Cenote & Cave Diving
If you wish to go Cenote or cavern diving, plan to learn cave diving or are a trained cave diver visiting the Mexican caves you must have good buoyancy control and trim down as to second nature in order to conserve, to protect the fragile environment you come to visit and enjoy.
It falls upon the cave diving Instructor to train cave diver students to become safe cave divers and conservation oriented cave divers not only save for them to enter and venture safely through the marvels of mother nature, but safe for the cave to be visited as well.
There is a need for emergency drills and exercises during training where the student comes to deal with worst-case scenarios in a safe and controlled environment with a cave diving Instructor controlling the drills. Most of these drills are either out of breathing gas scenarios or sharing breathing gas scenarios with backup lights or no lights at all, or even in search for a lost team member or lost guide line in simulated zero viz conditions. While conducting these survival skills we need not to forget the fragile environment we are diving in and protect and conserve the caves. There are a number of good cave diving related articles on our Blog. Please have a look.
While humans have been living in caves for millennia we have developed a strong, sometimes subconscious bond with them. Caves have provided us humans with shelter while providing a safe heaven from the outside environment and has been made home for a long time.
When cave exploration evolved from dry caves to the exploration of water filled caves the first technique used was breath hold or apnea cave exploration. With the development of the Aqualung divers started to venture into the water filled caves and underwater cave exploration was born establishing huge explored cave systems particular here in Mexico with hundreds of miles of guideline installed.
For a large number of cave sytems these explorers have crafted and published cave maps that have are available at ProTec dive Centers in Playa and Tulum. These cave maps can be used by visiting cave divers for dive planning as they show flow direction, depth, floor to ceiling height, restrictions, bottom composition and much more. They are great tools for cave divers wishing to explore a particular cave system.
Once a diver reaches cave diver level training and passes the training program he or she is a certified cave diver ready to go about and explore the wonders of Mexican caves. To explore the Mexican caves safety it is a good idea to begin with a guide who knows these caves well, to have a good look around, perhaps to dive the top 10 or 20 hot spots.

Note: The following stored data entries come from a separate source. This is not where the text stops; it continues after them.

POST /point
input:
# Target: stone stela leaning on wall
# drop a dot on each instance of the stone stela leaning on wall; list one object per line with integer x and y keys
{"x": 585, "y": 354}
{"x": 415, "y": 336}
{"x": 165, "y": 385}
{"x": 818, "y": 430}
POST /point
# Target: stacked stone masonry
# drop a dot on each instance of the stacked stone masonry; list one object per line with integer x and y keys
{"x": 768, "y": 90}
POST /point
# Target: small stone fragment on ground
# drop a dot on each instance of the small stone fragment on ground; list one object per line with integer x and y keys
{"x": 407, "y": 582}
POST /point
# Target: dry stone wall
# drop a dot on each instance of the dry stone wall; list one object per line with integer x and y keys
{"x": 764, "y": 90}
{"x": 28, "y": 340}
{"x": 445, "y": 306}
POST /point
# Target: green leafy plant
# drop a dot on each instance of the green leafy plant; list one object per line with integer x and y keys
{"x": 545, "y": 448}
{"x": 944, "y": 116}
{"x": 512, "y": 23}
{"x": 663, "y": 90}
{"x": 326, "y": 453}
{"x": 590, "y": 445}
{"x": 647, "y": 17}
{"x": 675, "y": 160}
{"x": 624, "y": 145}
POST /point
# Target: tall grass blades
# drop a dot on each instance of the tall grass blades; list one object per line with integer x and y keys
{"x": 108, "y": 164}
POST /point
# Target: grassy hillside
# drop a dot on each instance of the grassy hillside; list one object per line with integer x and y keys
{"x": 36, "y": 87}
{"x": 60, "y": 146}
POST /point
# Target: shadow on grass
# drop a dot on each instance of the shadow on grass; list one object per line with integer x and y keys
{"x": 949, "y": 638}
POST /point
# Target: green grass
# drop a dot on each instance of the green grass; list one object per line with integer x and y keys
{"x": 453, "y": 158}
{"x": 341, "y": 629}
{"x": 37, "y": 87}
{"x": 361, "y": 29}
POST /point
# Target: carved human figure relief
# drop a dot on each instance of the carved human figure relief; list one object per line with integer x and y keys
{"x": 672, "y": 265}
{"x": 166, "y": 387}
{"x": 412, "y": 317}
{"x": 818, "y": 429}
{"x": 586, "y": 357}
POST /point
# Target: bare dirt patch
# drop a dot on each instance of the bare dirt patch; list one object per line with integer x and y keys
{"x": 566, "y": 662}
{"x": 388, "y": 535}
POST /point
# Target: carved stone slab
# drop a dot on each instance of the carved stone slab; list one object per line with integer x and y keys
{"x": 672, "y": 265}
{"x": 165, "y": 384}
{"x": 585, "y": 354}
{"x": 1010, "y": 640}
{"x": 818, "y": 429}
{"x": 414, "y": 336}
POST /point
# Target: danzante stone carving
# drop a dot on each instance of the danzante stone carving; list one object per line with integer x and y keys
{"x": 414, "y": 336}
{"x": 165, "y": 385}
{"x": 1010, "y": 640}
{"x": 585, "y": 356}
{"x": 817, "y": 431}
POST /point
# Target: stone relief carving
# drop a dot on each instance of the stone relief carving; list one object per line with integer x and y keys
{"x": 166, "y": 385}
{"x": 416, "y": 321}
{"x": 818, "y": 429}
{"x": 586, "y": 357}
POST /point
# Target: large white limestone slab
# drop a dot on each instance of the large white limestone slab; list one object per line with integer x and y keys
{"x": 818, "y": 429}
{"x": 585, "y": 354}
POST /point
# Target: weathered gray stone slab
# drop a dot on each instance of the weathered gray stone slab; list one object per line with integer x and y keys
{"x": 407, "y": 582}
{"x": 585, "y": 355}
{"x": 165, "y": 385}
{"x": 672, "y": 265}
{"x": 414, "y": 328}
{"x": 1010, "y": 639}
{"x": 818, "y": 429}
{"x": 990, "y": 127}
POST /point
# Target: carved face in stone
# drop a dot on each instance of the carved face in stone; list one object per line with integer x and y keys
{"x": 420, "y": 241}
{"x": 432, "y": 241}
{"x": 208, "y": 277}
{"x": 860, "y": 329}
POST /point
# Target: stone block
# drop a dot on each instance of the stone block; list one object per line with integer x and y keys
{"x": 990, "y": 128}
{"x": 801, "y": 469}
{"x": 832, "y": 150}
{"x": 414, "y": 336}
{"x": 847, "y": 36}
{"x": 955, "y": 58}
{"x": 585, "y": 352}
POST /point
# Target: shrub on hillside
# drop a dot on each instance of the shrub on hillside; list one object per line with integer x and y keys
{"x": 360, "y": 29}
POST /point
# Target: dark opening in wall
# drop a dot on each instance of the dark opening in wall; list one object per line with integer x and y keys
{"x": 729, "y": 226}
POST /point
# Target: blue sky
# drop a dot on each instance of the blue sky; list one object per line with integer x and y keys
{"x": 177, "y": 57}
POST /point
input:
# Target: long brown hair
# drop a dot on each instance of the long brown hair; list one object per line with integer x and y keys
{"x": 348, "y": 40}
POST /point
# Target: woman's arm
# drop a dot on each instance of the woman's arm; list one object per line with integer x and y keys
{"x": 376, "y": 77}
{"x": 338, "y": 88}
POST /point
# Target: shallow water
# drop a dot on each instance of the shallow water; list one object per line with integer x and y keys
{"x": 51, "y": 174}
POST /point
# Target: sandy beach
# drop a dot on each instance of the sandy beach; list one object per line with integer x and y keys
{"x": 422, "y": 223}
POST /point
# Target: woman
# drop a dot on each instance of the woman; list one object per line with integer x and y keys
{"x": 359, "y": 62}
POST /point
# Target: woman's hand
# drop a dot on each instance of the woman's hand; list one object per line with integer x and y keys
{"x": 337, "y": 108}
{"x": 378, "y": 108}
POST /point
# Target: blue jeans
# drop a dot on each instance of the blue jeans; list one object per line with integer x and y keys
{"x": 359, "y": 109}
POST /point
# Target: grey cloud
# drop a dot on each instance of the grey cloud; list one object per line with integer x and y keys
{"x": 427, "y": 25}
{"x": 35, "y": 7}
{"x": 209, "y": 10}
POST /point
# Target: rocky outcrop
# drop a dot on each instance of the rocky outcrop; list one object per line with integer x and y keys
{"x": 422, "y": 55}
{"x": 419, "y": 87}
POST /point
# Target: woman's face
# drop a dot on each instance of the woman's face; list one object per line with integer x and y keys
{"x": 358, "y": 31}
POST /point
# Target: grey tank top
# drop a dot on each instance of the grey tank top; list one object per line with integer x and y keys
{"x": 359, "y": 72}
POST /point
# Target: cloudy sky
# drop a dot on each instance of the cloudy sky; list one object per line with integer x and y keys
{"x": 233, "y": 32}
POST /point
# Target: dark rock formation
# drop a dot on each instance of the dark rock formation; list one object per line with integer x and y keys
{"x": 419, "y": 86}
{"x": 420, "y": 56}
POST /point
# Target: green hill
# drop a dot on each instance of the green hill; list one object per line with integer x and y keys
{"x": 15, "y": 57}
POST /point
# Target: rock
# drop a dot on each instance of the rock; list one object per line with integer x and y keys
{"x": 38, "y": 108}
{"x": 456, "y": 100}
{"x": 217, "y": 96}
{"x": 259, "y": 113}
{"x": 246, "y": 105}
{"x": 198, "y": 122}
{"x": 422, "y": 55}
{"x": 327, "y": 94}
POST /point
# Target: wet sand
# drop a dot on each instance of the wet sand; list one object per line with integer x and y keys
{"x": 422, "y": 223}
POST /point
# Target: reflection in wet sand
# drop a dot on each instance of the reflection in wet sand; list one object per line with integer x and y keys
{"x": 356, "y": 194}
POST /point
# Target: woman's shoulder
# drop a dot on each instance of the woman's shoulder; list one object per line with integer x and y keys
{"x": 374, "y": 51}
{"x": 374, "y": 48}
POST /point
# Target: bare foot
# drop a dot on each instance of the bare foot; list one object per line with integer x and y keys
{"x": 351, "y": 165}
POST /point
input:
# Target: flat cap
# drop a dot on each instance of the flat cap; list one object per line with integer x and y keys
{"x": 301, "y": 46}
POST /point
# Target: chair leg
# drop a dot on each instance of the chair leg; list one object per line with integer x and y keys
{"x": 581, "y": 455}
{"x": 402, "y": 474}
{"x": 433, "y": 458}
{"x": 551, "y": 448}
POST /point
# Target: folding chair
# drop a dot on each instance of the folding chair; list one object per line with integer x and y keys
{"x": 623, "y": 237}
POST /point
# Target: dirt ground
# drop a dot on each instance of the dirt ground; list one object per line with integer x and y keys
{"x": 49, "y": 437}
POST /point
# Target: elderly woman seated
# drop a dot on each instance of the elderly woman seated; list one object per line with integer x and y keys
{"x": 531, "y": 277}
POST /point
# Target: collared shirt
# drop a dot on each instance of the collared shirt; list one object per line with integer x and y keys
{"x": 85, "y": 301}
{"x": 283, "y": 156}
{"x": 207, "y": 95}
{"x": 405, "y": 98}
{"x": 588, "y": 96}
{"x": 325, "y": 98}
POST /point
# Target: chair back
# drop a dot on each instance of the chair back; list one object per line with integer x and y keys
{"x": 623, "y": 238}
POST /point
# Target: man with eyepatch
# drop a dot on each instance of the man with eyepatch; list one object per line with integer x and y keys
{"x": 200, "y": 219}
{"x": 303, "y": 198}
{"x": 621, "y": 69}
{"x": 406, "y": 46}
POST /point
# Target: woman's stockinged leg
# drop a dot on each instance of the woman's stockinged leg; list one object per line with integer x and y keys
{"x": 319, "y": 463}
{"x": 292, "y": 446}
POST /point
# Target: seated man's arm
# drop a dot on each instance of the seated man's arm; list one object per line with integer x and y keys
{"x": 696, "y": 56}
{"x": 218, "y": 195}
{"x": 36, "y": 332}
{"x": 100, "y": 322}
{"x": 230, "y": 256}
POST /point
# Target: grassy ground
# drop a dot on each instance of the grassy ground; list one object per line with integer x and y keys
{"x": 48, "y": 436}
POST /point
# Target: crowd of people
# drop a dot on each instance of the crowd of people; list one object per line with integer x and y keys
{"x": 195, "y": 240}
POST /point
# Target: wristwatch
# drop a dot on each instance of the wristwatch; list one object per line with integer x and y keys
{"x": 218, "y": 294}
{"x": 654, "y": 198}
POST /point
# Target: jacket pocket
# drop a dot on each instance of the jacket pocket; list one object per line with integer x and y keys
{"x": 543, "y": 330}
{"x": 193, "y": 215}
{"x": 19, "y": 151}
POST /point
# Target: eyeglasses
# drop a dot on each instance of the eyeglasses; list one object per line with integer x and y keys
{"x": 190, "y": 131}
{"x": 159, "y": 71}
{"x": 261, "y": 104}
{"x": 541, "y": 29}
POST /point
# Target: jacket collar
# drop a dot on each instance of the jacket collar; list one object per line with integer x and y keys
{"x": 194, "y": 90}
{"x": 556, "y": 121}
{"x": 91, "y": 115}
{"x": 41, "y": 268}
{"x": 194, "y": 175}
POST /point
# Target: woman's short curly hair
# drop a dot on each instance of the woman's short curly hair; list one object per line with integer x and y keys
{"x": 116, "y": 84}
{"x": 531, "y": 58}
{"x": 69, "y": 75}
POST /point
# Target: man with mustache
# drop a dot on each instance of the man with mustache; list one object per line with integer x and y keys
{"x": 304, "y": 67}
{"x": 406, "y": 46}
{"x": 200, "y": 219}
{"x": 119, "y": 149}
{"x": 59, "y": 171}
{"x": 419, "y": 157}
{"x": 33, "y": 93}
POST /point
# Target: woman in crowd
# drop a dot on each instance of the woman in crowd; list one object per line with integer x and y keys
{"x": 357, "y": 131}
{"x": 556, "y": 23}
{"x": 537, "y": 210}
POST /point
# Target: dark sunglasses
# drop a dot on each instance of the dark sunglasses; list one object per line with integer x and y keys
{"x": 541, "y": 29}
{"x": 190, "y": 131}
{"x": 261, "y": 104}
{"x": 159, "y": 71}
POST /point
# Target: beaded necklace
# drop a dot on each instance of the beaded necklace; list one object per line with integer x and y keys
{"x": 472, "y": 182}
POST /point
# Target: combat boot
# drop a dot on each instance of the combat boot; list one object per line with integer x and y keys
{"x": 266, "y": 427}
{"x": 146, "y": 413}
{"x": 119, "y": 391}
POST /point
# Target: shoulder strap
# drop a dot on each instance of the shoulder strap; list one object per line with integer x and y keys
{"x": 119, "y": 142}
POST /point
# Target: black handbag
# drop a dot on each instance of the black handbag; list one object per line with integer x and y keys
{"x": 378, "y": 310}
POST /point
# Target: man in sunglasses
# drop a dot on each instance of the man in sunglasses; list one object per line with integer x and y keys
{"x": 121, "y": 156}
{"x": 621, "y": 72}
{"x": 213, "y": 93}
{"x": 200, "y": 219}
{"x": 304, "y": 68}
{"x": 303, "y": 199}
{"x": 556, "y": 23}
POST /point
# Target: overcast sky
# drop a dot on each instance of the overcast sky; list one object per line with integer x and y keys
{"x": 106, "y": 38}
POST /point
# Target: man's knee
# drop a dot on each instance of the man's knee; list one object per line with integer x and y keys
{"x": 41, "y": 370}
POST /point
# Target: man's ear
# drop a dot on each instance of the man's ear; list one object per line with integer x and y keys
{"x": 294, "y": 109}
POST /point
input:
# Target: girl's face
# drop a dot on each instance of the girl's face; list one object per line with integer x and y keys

During this time, in particular if this is the first time visit to Mexican caves and your training did not take place here, you will be made familiar with local laws and regulations as well as where the entrances are, how to get in and how to deal with the gate keepers.
Once you are comfortable and know the area and caves a bit there is nothing wrong with renting a vehicle and some tanks to take off on your own to explore the extensive Mexican cave systems. Just stay within your training envelope and if you wish to penetrate further seek out training in stage or DPV cave diving techniques.